Pushing with a Bent Elbow
There are two rules that a lot of kayakers learn that are incorrect. They are that "you should punch forward down the center of the boat", straightening your arm, and that "your top hand should never cross over the center of the boat". These rules were fine in the days of arm paddling. But to be fast , you have to unlearn these two rules. So write them both down on a piece of paper, crumple the paper up, and toss them away forever.
Just prior to the exit, your top arm should be bent ninety degrees, and you should be looking right across your forearm.
-Pushing with a bent elbow is the part of the stroke that helps you take advantage of your rotation during the power phase. You want to push with your top hand as though you are throwing a crossing blow, elbow bent ninety degrees, with the stroke ending up with you looking just over the top of your forearm.
When you incorrectly push straight ahead instead of pushing across, then the path of movement for the blade is an arcing movement that pushes up and down on the surface of the water, rather than down the long of axis of the boat.

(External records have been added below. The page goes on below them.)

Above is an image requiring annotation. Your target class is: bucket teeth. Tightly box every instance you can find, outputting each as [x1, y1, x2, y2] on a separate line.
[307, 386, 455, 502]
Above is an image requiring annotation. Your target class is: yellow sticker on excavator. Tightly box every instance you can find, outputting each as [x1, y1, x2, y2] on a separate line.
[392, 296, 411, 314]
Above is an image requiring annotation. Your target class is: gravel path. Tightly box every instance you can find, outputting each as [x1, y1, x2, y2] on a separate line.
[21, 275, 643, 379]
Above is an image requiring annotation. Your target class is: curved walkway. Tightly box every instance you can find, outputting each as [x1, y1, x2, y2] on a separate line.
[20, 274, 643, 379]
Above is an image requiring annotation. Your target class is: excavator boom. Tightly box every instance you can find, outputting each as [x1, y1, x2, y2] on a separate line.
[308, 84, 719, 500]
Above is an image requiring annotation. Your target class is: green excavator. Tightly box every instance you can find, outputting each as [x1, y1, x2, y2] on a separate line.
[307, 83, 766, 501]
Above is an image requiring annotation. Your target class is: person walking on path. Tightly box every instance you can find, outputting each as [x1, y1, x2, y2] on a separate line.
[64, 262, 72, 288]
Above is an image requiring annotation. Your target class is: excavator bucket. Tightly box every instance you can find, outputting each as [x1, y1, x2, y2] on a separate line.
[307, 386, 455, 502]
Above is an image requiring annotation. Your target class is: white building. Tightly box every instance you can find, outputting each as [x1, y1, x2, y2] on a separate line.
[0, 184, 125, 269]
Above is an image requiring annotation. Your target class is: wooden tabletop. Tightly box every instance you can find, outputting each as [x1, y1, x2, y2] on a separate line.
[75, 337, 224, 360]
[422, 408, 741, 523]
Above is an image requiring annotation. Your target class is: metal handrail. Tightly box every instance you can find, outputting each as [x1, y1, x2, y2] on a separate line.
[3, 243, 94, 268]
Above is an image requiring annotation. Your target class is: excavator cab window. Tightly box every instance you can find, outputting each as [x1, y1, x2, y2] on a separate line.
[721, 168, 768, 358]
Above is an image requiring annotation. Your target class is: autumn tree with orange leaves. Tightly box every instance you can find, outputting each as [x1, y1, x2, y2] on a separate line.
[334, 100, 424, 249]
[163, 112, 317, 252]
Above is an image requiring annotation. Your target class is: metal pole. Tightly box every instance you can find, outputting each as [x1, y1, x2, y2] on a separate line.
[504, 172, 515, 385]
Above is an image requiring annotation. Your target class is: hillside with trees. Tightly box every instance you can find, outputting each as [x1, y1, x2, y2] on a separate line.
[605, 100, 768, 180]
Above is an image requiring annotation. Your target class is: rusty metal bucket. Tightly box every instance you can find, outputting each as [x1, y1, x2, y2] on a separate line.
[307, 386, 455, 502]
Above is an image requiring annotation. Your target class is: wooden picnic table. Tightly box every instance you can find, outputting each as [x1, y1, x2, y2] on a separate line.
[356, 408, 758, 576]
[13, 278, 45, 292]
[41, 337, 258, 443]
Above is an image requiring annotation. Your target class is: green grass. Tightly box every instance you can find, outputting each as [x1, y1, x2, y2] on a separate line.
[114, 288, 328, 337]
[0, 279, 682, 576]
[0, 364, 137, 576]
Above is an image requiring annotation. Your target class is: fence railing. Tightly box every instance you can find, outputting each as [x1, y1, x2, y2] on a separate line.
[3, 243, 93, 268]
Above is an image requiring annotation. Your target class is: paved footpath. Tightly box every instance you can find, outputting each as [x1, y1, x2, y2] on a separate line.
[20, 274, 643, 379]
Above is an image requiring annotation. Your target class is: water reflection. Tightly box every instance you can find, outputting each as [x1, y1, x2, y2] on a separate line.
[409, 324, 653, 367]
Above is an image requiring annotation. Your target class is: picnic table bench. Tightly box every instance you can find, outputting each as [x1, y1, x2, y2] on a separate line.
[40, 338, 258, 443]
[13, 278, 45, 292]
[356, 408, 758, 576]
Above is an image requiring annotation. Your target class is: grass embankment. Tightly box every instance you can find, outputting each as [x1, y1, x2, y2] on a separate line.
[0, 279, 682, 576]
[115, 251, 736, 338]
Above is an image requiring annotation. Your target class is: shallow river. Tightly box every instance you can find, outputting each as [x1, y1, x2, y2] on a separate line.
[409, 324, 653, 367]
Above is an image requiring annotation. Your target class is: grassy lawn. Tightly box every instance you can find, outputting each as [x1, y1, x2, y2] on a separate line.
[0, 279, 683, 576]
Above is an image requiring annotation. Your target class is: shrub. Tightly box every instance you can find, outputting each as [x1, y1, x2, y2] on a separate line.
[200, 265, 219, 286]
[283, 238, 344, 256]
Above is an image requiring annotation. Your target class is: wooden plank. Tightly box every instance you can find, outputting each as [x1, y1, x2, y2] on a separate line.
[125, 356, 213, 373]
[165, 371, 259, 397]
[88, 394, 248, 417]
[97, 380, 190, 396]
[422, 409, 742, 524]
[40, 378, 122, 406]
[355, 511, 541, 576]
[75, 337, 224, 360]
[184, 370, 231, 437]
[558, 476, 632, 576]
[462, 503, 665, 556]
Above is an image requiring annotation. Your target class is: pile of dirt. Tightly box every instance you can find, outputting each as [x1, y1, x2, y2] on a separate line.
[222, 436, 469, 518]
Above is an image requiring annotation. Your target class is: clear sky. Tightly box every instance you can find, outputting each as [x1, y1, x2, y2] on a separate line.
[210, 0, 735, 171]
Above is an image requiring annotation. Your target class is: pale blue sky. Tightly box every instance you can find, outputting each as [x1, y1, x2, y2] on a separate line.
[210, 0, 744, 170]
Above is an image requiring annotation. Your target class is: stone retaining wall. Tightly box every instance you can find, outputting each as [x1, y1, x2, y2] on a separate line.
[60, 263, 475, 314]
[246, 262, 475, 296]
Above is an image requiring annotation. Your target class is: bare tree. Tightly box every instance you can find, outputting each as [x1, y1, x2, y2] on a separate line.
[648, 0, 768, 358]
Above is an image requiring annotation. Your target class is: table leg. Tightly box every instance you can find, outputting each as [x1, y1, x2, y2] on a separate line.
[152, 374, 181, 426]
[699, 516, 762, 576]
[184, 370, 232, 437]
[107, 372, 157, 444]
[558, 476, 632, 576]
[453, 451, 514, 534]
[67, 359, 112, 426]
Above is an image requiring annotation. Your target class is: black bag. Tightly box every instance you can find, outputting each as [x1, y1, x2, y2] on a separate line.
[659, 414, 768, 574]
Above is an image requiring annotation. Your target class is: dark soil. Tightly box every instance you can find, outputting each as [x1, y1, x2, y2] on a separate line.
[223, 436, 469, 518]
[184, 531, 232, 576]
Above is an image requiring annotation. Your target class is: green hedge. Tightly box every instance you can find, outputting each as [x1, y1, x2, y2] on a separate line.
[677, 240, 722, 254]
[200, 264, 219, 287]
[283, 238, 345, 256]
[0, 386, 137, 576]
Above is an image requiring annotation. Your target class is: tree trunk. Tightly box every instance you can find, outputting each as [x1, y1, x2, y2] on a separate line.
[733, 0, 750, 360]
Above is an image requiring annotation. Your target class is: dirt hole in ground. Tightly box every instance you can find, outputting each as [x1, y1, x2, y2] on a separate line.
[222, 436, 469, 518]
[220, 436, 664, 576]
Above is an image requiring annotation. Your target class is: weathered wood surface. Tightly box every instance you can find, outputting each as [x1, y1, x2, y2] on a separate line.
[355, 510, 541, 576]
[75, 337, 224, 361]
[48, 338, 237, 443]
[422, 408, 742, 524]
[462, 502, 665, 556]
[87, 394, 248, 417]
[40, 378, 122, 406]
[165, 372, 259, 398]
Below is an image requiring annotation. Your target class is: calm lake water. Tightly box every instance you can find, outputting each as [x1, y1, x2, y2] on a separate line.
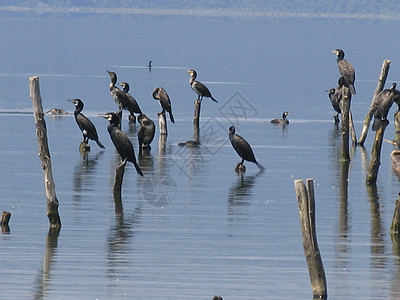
[0, 10, 400, 299]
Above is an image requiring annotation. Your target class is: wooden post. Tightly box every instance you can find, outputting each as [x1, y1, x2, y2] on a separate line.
[358, 59, 391, 146]
[390, 194, 400, 235]
[366, 120, 389, 184]
[394, 111, 400, 141]
[29, 76, 61, 228]
[0, 211, 11, 234]
[158, 111, 168, 136]
[113, 163, 126, 200]
[349, 109, 357, 145]
[294, 179, 327, 299]
[340, 86, 351, 161]
[193, 99, 201, 124]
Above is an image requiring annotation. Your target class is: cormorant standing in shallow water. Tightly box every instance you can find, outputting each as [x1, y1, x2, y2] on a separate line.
[332, 49, 356, 94]
[187, 70, 218, 103]
[138, 114, 156, 151]
[119, 82, 142, 122]
[372, 82, 400, 131]
[153, 87, 175, 123]
[68, 99, 104, 149]
[271, 111, 290, 125]
[229, 126, 265, 170]
[100, 112, 143, 176]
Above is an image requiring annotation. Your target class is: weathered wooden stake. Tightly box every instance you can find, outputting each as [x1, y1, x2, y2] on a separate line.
[349, 109, 357, 145]
[0, 211, 11, 234]
[366, 120, 389, 184]
[158, 111, 168, 135]
[394, 111, 400, 141]
[358, 59, 391, 146]
[193, 99, 201, 124]
[294, 179, 327, 299]
[390, 194, 400, 235]
[340, 86, 351, 161]
[113, 163, 126, 199]
[29, 76, 61, 228]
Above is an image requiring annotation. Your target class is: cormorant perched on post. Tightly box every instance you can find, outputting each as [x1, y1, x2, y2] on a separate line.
[187, 70, 218, 103]
[153, 87, 175, 123]
[271, 111, 290, 125]
[332, 49, 356, 94]
[372, 82, 400, 131]
[229, 126, 265, 170]
[100, 112, 143, 176]
[138, 114, 156, 151]
[68, 99, 105, 149]
[119, 82, 142, 122]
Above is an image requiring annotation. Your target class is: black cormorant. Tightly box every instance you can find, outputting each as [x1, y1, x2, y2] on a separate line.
[332, 49, 356, 94]
[138, 114, 156, 151]
[187, 70, 218, 103]
[68, 99, 104, 149]
[153, 87, 175, 123]
[372, 82, 400, 131]
[100, 112, 143, 176]
[271, 111, 290, 125]
[119, 82, 142, 122]
[229, 126, 265, 170]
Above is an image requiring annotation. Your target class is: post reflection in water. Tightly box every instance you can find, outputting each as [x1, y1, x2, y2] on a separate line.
[228, 170, 263, 220]
[73, 151, 104, 204]
[33, 228, 61, 299]
[367, 184, 388, 297]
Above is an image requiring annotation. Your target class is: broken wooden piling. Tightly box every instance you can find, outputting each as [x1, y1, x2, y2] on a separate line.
[29, 76, 61, 228]
[358, 59, 391, 146]
[340, 86, 351, 161]
[0, 211, 11, 234]
[193, 99, 201, 124]
[366, 120, 389, 184]
[294, 179, 327, 299]
[390, 194, 400, 236]
[158, 111, 168, 136]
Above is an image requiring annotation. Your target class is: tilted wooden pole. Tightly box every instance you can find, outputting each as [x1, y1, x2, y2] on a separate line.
[29, 76, 61, 228]
[358, 59, 391, 146]
[366, 120, 389, 184]
[158, 111, 168, 136]
[193, 99, 201, 124]
[294, 179, 327, 299]
[340, 86, 351, 161]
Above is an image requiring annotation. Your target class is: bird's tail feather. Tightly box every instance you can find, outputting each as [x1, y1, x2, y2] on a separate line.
[256, 162, 265, 170]
[210, 96, 218, 103]
[96, 140, 106, 149]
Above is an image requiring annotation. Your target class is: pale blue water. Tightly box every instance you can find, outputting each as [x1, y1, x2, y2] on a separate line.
[0, 10, 400, 299]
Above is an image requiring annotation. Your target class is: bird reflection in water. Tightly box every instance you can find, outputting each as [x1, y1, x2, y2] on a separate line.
[228, 170, 263, 215]
[73, 151, 104, 203]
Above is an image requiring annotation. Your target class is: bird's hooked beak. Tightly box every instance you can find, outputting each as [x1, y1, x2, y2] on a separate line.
[99, 114, 110, 120]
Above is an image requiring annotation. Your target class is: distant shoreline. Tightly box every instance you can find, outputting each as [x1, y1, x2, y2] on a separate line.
[0, 5, 400, 21]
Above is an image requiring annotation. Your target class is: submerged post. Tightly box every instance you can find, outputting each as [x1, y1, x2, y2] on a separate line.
[358, 59, 391, 146]
[390, 194, 400, 235]
[340, 86, 351, 161]
[294, 179, 327, 299]
[193, 99, 201, 124]
[366, 120, 389, 184]
[158, 111, 168, 136]
[29, 76, 61, 228]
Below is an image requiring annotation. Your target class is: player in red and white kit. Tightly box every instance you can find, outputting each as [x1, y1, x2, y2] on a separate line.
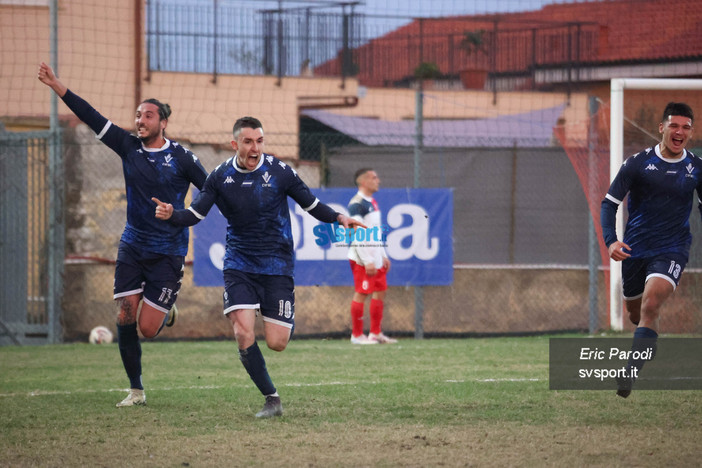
[348, 168, 397, 344]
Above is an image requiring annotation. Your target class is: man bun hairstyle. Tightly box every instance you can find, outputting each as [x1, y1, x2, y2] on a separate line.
[232, 117, 263, 140]
[353, 167, 373, 187]
[142, 98, 171, 120]
[661, 102, 695, 122]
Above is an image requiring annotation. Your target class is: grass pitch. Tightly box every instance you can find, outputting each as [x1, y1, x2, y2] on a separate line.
[0, 337, 702, 467]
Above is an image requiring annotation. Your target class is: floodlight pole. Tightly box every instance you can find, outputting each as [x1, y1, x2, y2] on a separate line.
[414, 88, 424, 340]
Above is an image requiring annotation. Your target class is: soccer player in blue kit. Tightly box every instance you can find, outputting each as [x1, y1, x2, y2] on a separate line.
[38, 63, 207, 407]
[601, 102, 702, 398]
[153, 117, 366, 418]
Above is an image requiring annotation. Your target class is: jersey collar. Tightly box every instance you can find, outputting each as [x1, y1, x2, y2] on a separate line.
[141, 138, 171, 153]
[358, 190, 373, 202]
[232, 153, 268, 174]
[656, 143, 687, 163]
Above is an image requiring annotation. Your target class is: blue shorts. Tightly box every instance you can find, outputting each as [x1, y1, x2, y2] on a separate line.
[224, 270, 295, 329]
[113, 242, 185, 314]
[622, 253, 687, 300]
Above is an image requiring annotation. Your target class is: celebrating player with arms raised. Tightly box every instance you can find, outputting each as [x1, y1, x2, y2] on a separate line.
[154, 117, 365, 418]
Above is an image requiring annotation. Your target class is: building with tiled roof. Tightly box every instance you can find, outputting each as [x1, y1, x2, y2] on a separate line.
[315, 0, 702, 90]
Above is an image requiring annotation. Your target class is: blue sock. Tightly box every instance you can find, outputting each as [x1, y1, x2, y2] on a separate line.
[239, 342, 275, 395]
[117, 323, 144, 390]
[626, 327, 658, 375]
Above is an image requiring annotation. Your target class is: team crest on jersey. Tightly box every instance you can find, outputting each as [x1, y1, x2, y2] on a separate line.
[261, 171, 271, 187]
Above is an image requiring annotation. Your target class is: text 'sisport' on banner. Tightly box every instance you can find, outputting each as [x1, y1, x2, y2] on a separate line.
[193, 188, 453, 286]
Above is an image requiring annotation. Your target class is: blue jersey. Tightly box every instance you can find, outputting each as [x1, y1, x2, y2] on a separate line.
[63, 90, 207, 256]
[603, 145, 702, 258]
[189, 154, 319, 276]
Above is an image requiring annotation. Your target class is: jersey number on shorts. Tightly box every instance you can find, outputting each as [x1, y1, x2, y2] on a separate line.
[158, 288, 173, 303]
[278, 299, 292, 318]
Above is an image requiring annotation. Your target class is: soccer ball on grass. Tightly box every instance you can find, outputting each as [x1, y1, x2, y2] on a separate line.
[88, 325, 113, 344]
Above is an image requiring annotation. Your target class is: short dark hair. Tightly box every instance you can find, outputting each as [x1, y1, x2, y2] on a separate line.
[141, 98, 171, 120]
[661, 102, 695, 122]
[232, 117, 263, 140]
[353, 167, 373, 187]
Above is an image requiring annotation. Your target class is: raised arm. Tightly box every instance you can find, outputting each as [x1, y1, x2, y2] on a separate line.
[151, 197, 200, 226]
[37, 62, 68, 98]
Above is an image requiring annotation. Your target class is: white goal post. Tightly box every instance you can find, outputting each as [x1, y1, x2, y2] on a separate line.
[603, 78, 702, 331]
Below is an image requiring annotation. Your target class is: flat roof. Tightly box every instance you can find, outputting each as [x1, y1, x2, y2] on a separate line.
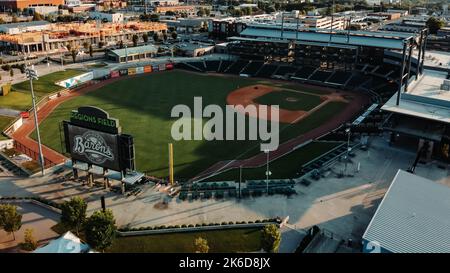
[381, 69, 450, 124]
[111, 45, 158, 57]
[363, 170, 450, 253]
[235, 27, 413, 50]
[0, 21, 50, 28]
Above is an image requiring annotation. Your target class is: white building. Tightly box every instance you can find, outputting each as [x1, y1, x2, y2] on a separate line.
[89, 11, 123, 23]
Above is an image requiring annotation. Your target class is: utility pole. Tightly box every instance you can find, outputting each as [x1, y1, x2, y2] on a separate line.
[25, 67, 45, 176]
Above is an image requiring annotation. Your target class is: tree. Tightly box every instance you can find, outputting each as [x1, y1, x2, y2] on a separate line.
[261, 224, 281, 253]
[153, 33, 159, 43]
[142, 33, 148, 43]
[71, 49, 77, 62]
[426, 17, 445, 34]
[84, 209, 117, 251]
[61, 197, 87, 235]
[33, 12, 43, 21]
[132, 34, 139, 46]
[20, 228, 37, 251]
[0, 204, 22, 240]
[194, 237, 209, 253]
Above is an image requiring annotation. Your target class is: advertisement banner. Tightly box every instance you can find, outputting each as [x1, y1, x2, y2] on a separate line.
[166, 63, 173, 70]
[111, 71, 120, 78]
[68, 124, 120, 171]
[136, 66, 144, 74]
[144, 65, 152, 73]
[56, 71, 94, 88]
[119, 69, 128, 76]
[128, 67, 136, 75]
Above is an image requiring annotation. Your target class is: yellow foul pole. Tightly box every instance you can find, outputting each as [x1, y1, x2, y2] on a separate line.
[169, 143, 173, 185]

If you push straight ahead with your top hand, all you are doing is lifting water with the blade and pulling the boat down deeper--a huge impediment to efficiency.
Imagine what the perfect paddling machine would look like: it would take the paddle, place it vertically in the water at the front of the boat, and pull it back along the long axis of the boat vertically the entire time the blade is in the water. Since we are human and limited by having to hold the shaft with two hands, pushing across the center line of the boat is the closest we can come to an ideal vertical blade position. Once again, It is okay to cross the center line with your top hand, and is key to transferring your rotational power to the blade.
The Exit
Most paddlers hold onto the exit too long and very few take it out too soon. The blade should come out of the water when your hand meets your hip. So imagine that you have a steel rod across your hips that extends on either side of the boat. Once your hand hits the rod (not the blade), then get the blade out of the water.
The blade should come out effortlessly because this is the only split second of rest that the kayak stroke actually allows; don't make yourself work here!
Imagine your hand hitting a steel rod jutting out sideways from your hip. Get the blade out quickly when your hand hits the rod.
Let the blade come out where it "wants" to come out. Forcing the blade further than its natural exit zone wastes energy. If you are making the blade come back further in order to help set up rotation for the rotation and set-up for the next stroke, remember that you can more easily rotate with the blade out of the water than in it.
Putting these components together takes some effort, and the mind works best when you slow the stroke down and think "rotation, catch, chicken wing, exit" as a tantric chant. Try concentrating on getting the technique down on one side, then the other, and then together in a fluid motion. In a very short time, you should see improvement in how much further you can go with far less energy output.